RayS: A Ray Searching Method for Hard-label Adversarial Attack
This work addresses the challenge of evaluating and attacking deep neural networks under practical hard-label settings, potentially exposing falsely robust models in security-critical applications.
The paper tackles the problem of hard-label adversarial attacks, where only the prediction label is accessible, by introducing RayS, a method that reformulates the attack as a discrete search problem, eliminating the need for gradient estimation and reducing query complexity. The result is a significant improvement in attack success rate and efficiency, with the method also revealing that some claimed robust models are vulnerable, showing up to a 28% drop in robust accuracy compared to standard attacks.

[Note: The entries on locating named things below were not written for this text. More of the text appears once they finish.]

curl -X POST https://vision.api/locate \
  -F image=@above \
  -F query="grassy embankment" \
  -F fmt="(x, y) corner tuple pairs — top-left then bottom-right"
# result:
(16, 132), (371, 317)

Deep neural networks are vulnerable to adversarial attacks. Among different attack settings, the most challenging yet the most practical one is the hard-label setting where the attacker only has access to the hard-label output (prediction label) of the target model. Previous attempts are neither effective enough in terms of attack success rate nor efficient enough in terms of query complexity under the widely used $L_\infty$ norm threat model. In this paper, we present the Ray Searching attack (RayS), which greatly improves the hard-label attack effectiveness as well as efficiency. Unlike previous works, we reformulate the continuous problem of finding the closest decision boundary into a discrete problem that does not require any zeroth-order gradient estimation. In the meantime, all unnecessary searches are eliminated via a fast check step. This significantly reduces the number of queries needed for our hard-label attack. Moreover, interestingly, we found that the proposed RayS attack can also be used as a sanity check for possible "falsely robust" models. On several recently proposed defenses that claim to achieve the state-of-the-art robust accuracy, our attack method demonstrates that the current white-box/black-box attacks could still give a false sense of security and the robust accuracy drop between the most popular PGD attack and RayS attack could be as large as $28\%$. We believe that our proposed RayS attack could help identify falsely robust models that beat most white-box/black-box attacks.